Tutorial: Authoring a Method Script

Authoring a Method Script

A method is the smallest unit of work in a pipeline: one step that takes some inputs and parameters, does something, and writes output files. This tutorial walks you through writing one from scratch.

There are two layers you can write against, and you’ll meet both here:

The wfc-client decorator — the recommended path for Python authors. You decorate one function, read inputs off a context object, and declare your outputs. It’s a tiny, pure-standard-library helper that does the bookkeeping for you.
The canonical env-var + file contract — the floor underneath the decorator. A method is really just a process that reads a handful of environment variables and writes some files. You can write a method this way in any language with zero dependencies, and that’s what makes a recorded run reproducible forever.

We’ll build the directory, write the script the recommended way, then show the exact contract it sits on. You only need a Python script and a small method.yaml to get started.

If you haven’t set up a project yet, start with [[getting-started]] first — it scaffolds the project this method will live in.

Step 1 — Lay out the method directory

A method is a self-contained directory built from one required file and one strongly-recommended file:

File	Purpose
`{method_name}.py`	Python script containing the implementation (required)
`method.yaml`	Contract file declaring inputs, outputs, params, and env (recommended — without it the method registers but has no slot-level metadata in the database or canvas widgets)

The script filename must match the directory name. A method called filter_data lives in a directory named filter_data/ and its script is filter_data.py.

Where methods live

Nested under a module (typical):

modules/{module_name}/{method_name}/
  {method_name}.py
  method.yaml

Example: modules/binary_label_classification/train_classifier/train_classifier.py

Flat standalone:

methods/{method_name}/
  {method_name}.py
  method.yaml

Example: methods/feature_qc/feature_qc.py

Both layouts register the same way:

wfc register-method modules/my_analysis/preprocess --module my_analysis
wfc register-method methods/feature_qc --module data_tools

At registration, wfc scans the script, reads method.yaml, and snapshots the whole method directory into methods/{method_name}/ for code fingerprinting — regardless of where the source lives. That snapshot is what the cache keys against, so the same code always resolves to the same cached results.

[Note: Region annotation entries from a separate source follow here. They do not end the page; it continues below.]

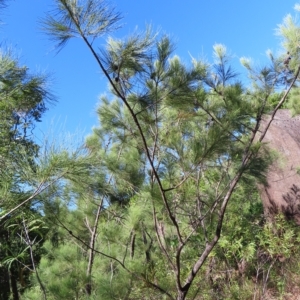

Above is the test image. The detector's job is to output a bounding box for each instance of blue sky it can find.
[0,0,297,142]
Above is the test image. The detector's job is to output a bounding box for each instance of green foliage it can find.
[5,0,299,300]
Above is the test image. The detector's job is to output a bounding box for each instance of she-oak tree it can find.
[17,0,300,300]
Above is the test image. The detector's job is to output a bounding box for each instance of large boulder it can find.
[260,109,300,225]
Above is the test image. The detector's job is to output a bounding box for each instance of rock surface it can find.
[260,109,300,225]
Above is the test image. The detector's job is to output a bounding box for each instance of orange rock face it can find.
[260,109,300,225]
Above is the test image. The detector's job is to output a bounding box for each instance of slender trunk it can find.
[10,271,20,300]
[85,200,103,296]
[0,267,10,300]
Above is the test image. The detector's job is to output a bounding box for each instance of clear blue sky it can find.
[0,0,297,142]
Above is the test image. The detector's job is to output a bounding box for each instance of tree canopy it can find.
[0,0,300,300]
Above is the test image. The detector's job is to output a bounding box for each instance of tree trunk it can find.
[0,267,10,300]
[10,271,20,300]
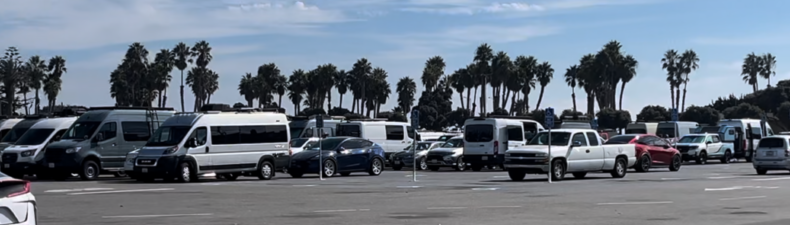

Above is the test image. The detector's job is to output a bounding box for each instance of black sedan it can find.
[288,137,384,178]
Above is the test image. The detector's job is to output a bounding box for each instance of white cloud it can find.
[0,0,352,50]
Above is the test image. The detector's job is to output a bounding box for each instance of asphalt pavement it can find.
[27,163,790,225]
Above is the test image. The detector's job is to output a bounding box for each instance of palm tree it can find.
[565,65,580,113]
[741,52,764,92]
[172,42,192,112]
[25,55,49,114]
[661,49,680,108]
[760,53,776,87]
[395,77,420,113]
[679,49,699,112]
[44,56,68,113]
[535,62,554,109]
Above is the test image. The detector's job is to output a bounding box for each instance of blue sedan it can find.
[288,137,384,178]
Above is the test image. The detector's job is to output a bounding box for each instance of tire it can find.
[695,150,708,165]
[634,153,653,173]
[720,149,732,164]
[80,160,100,180]
[318,159,337,177]
[176,162,197,183]
[669,155,683,172]
[507,169,527,181]
[550,159,565,181]
[755,169,768,175]
[257,160,274,180]
[368,158,384,176]
[611,158,628,178]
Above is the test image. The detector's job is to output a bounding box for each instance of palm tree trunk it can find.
[535,85,546,110]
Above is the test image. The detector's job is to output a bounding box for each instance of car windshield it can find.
[305,138,346,151]
[145,126,192,147]
[60,122,101,140]
[529,132,571,146]
[0,127,30,143]
[14,129,55,145]
[442,138,464,148]
[678,136,705,143]
[604,135,636,145]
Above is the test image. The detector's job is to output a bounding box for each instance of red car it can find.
[604,134,683,172]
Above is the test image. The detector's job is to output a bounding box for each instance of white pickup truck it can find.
[504,129,636,181]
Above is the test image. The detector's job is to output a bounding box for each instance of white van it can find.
[463,117,545,171]
[625,122,658,135]
[752,135,790,175]
[2,117,77,178]
[335,120,414,160]
[717,119,774,162]
[127,112,291,182]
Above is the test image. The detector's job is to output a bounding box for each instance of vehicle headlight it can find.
[66,147,82,154]
[20,149,36,157]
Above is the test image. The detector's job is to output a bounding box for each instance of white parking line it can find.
[68,188,175,195]
[596,201,673,205]
[101,213,214,219]
[719,196,767,201]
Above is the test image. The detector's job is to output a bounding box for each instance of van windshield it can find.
[60,122,101,140]
[0,127,30,143]
[145,126,192,147]
[14,129,55,145]
[527,132,571,146]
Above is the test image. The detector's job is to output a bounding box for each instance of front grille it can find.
[3,153,18,163]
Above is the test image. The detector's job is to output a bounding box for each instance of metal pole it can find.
[548,127,554,184]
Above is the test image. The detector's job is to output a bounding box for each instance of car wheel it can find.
[368,158,384,176]
[258,161,274,180]
[669,155,683,172]
[611,158,626,178]
[80,160,99,180]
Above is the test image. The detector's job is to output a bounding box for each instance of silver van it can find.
[36,107,175,180]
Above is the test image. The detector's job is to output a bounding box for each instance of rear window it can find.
[759,138,785,148]
[603,135,636,145]
[464,124,494,142]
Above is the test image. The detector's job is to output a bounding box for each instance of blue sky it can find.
[0,0,790,116]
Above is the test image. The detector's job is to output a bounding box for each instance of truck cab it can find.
[504,129,636,181]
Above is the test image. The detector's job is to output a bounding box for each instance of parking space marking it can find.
[596,201,673,205]
[68,188,175,195]
[101,213,214,219]
[719,196,767,201]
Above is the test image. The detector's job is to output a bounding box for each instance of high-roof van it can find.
[2,116,77,178]
[37,107,176,180]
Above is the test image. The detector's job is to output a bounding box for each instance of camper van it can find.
[1,116,77,178]
[36,107,175,180]
[625,122,658,135]
[717,119,774,162]
[463,117,545,171]
[336,119,414,160]
[130,112,291,182]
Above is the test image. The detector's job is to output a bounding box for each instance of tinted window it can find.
[464,124,494,142]
[121,122,151,141]
[507,127,524,141]
[604,135,636,145]
[336,124,362,137]
[587,132,598,146]
[387,125,404,141]
[14,129,55,145]
[759,138,785,148]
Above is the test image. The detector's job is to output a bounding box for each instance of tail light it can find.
[0,180,30,198]
[494,141,499,155]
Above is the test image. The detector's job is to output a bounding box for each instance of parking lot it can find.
[33,163,790,225]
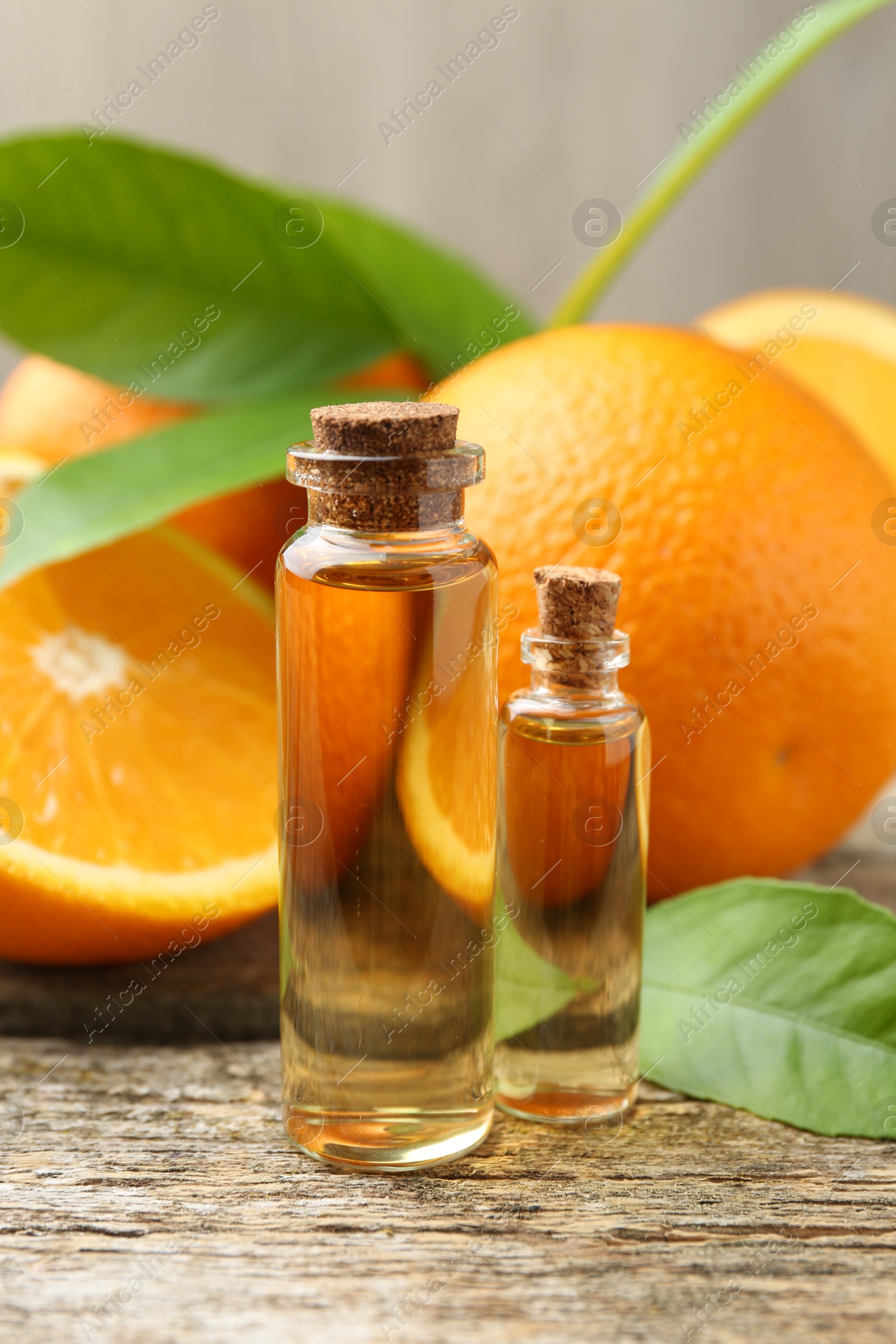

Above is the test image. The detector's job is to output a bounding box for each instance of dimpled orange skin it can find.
[430,325,896,899]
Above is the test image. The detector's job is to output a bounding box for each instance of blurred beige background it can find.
[0,0,896,857]
[0,0,896,374]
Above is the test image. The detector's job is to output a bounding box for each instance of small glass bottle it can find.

Step 2 — Write the script with the wfc-client decorator

The recommended way to write a method is the wfc-client decorator. It’s a tiny, pure-standard-library package you add to your method’s environment — no pandas, no database, no dependency on the wfc engine itself. You decorate one function with @wfc.method, write your output files, and declare each one with ctx.save_artifact(name, path).

Install

pip install wfc-client

Add wfc-client to your method’s environment like any other dependency. It pulls in nothing else.

The decorator surface

import wfc_client as wfc


@wfc.method
def filter_data(ctx):
    # Resolve the "data" input slot declared in method.yaml.
    data_path = ctx.input("data")[0]          # list[Path] from the resolved inputs
    threshold = ctx.params.get("threshold", 0.5)

    import csv
    with open(data_path, newline="") as f:
        rows = [r for r in csv.DictReader(f) if float(r["score"]) > threshold]

    # Write the file yourself, anywhere inside the run dir (ctx.workdir is a
    # scratch dir at run_dir/_workdir/), then declare it.
    out_path = ctx.workdir / "filtered.csv"
    with open(out_path, "w", newline="") as f:
        writer = csv.DictWriter(f, fieldnames=rows[0].keys() if rows else [])
        writer.writeheader()
        writer.writerows(rows)

    ctx.save_artifact("filtered", out_path)    # name must match method.yaml outputs
    ctx.log_metric("kept_rows", len(rows))


if __name__ == "__main__":
    wfc.run()

Member	Purpose
`@wfc.method`	Marks the single entry-point function. Exactly one per method module.
`ctx.input(slot)`	Returns `list[Path]` of resolved input files for an input slot.
`ctx.params`	Dict of params (`method.yaml` defaults merged with pipeline overrides).
`ctx.run_dir`	The directory `wfc` reads after your method exits.
`ctx.workdir`	Scratch dir at `run_dir/_workdir/`, created on first access.
`ctx.save_artifact(name, path)`	Declares that the file at `path` is the output `name`. `path` must resolve inside the run dir or you get an immediate error.
`ctx.log_metric(name, value)`	Records a scalar metric.
`wfc.run()`	The entry point — resolves your one decorated function, builds `ctx`, runs it.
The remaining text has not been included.